Use the function prcomp to obtain the principal components without scaling the variables, make sure to save the result (as, for example, ir.pca):

ir.pca <- prcomp(ir)
ir.pca

You can visualize the data in principal component space by plotting, for example, as follows (here the different species are plotted in different colors; note also that this is not necessarily the most efficient way to do it, but is probably the easiest way to see how the code works):

plot(ir.pca$x[,1],ir.pca$x[,2],type="n")
points(ir.pca$x[1:50,1],ir.pca$x[1:50,2],col=2)
points(ir.pca$x[51:100,1],ir.pca$x[51:100,2],col=3)
points(ir.pca$x[101:150,1],ir.pca$x[101:150,2],col=4)

You should try to assess how many components it makes sense to retain.

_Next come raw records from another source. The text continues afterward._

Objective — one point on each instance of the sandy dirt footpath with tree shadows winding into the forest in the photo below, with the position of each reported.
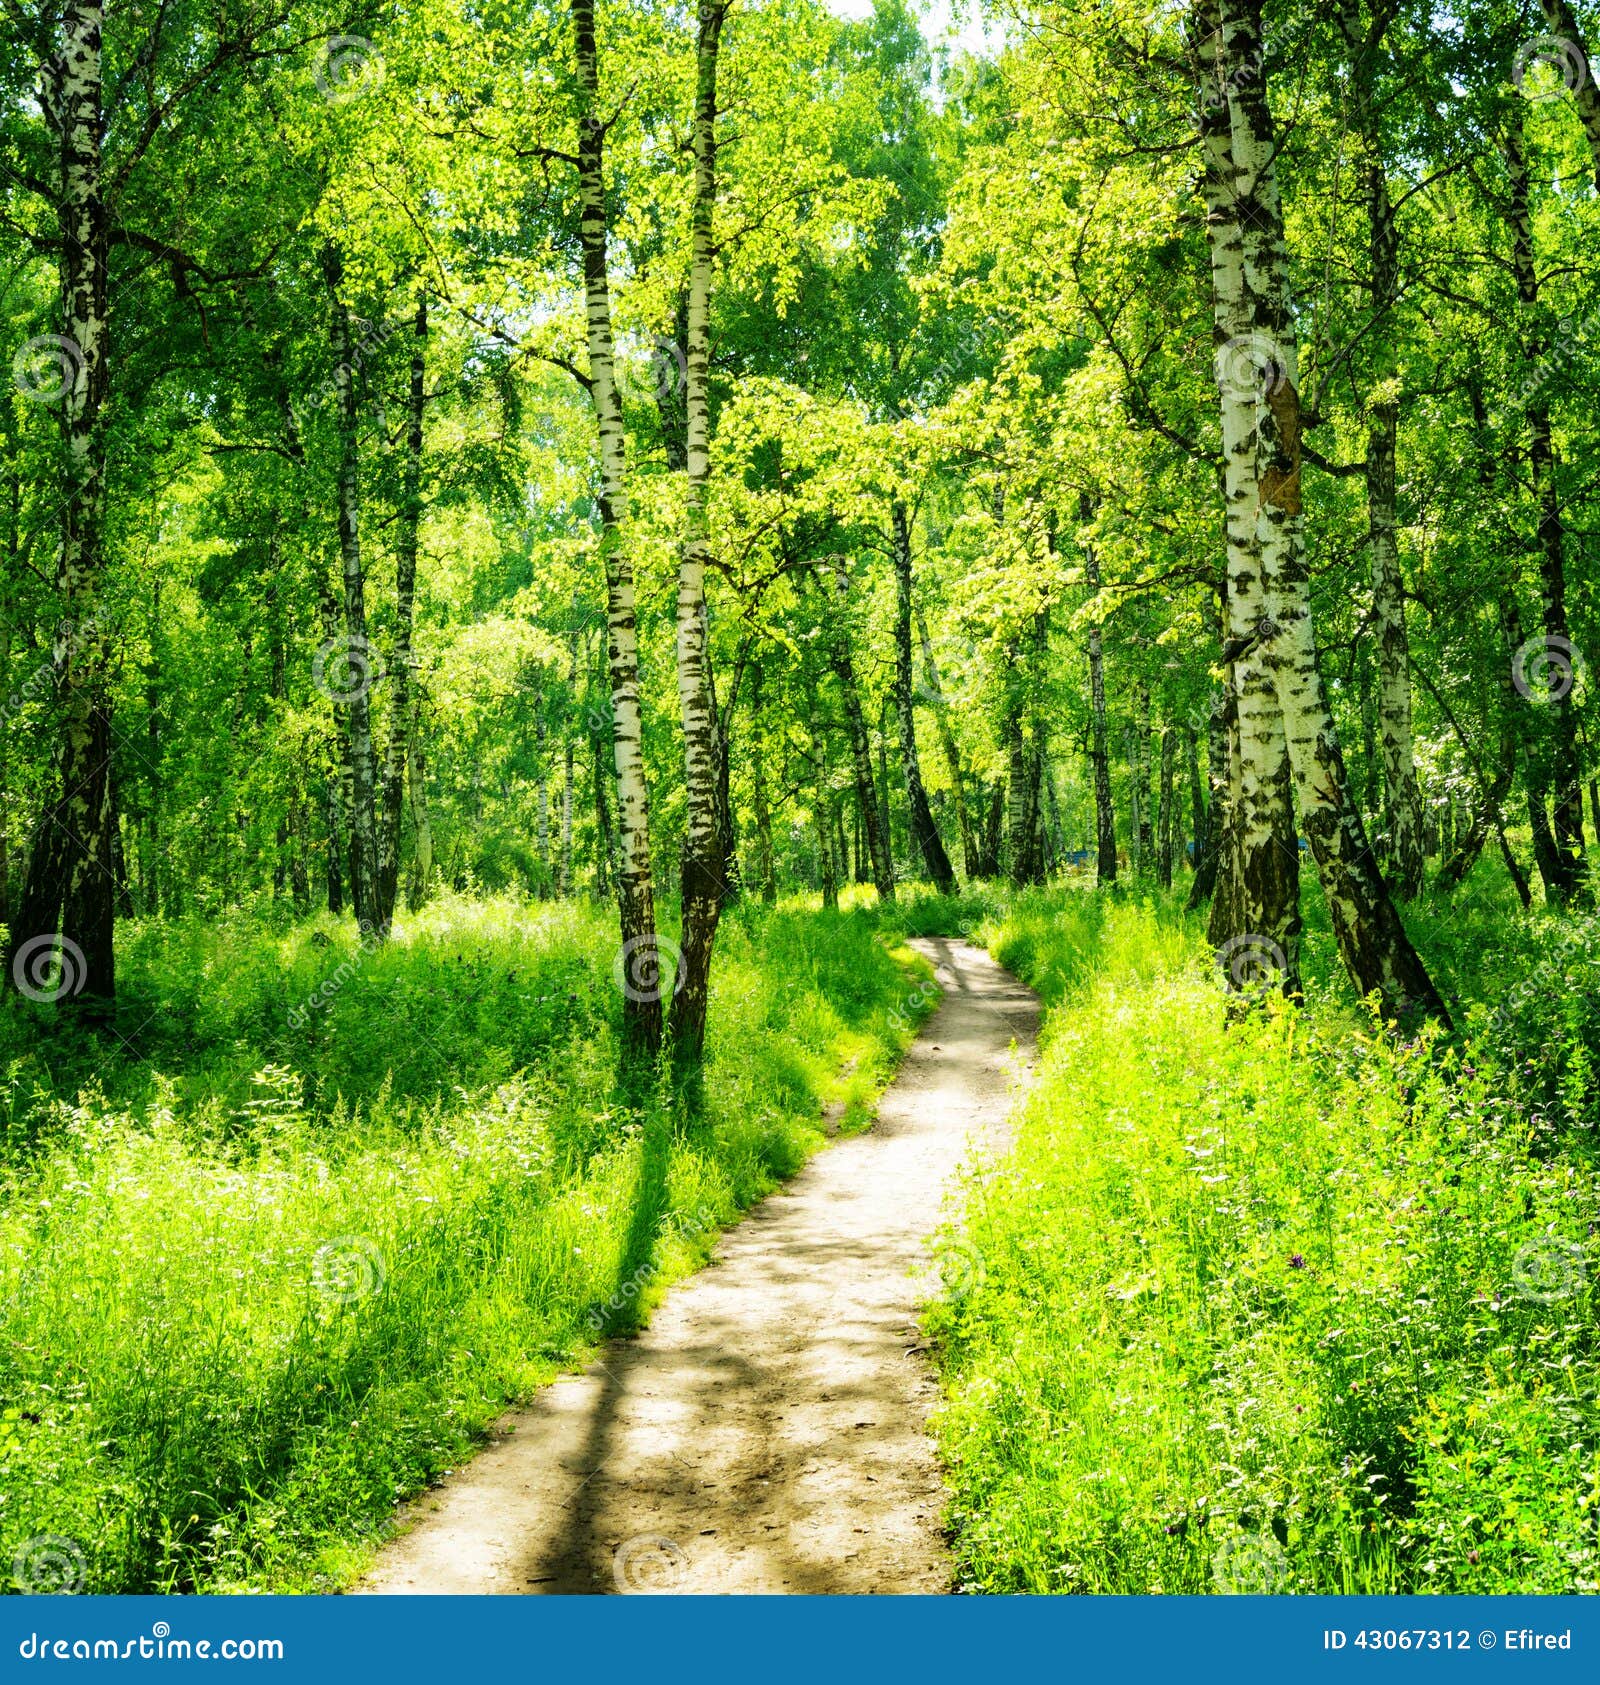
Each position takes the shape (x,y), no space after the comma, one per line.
(767,1433)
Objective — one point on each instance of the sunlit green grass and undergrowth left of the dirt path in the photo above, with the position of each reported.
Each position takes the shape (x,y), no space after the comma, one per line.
(262,1278)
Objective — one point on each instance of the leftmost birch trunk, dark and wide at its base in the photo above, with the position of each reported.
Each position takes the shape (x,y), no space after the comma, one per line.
(65,923)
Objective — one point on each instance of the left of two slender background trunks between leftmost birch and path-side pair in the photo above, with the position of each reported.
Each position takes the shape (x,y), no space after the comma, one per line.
(358,703)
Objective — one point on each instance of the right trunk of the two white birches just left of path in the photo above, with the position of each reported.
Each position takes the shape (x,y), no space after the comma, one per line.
(703,865)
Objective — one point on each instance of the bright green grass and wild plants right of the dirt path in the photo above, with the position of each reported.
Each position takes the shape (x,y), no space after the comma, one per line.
(1289,1305)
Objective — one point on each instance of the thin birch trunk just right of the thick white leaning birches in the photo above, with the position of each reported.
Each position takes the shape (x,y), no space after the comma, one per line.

There are a few ways to do this. First, try looking at the screeplot (use the argument type="lines"). Next, see how many eigenvalues are bigger than the average eigenvalue; if you have read the help documentation for prcomp carefully enough, you should be able to find this pretty easily (Hint: look at the output component sdev; you can get the mean eigenvalue as mean(ir.pca$sdev^2)).

Which variable(s) seem most important? You can get an idea of this by looking at the component loadings (coefficients of the variables in the linear combination (ir.pca$rotation)).

Now, redo your analysis scaling the variables (that is, using the correlation matrix rather than the covariance matrix). This is easily done by setting the scale. argument to prcomp (notice the '.'). Do you come to the same conclusions? What do you recommend?

Food data

If you have time and feel like a little more fun, you can download the food dataset (below the lab link).

To read it into R, type (assuming you have saved food.txt in your working directory)

food <- read.table("food.txt",header=TRUE,row.names=1)

Again, make a pairs plot, and obtain the principal components (using scaling). Look at the screeplot and eigenvalues to decide a reasonable number of principal components to retain. You can also look at a scatterplot of the data on the first two principal components as follows (assuming you have saved the output from prcomp as food.pc):

plot(food.pc$x[,1],food.pc$x[,2],type="n")
text(food.pc$x[,1],food.pc$x[,2],labels=row.names(food))

There is a general pattern that most of the foods fall into; which foods are different? Which foods are at the left end of the first dimension? Which foods are high on the second dimension?

Go back to the pairs plot: you should notice a number of outliers in some of the plots. These may be influential in determining the principal components. Can you think of a way to deal with this problem in the analysis?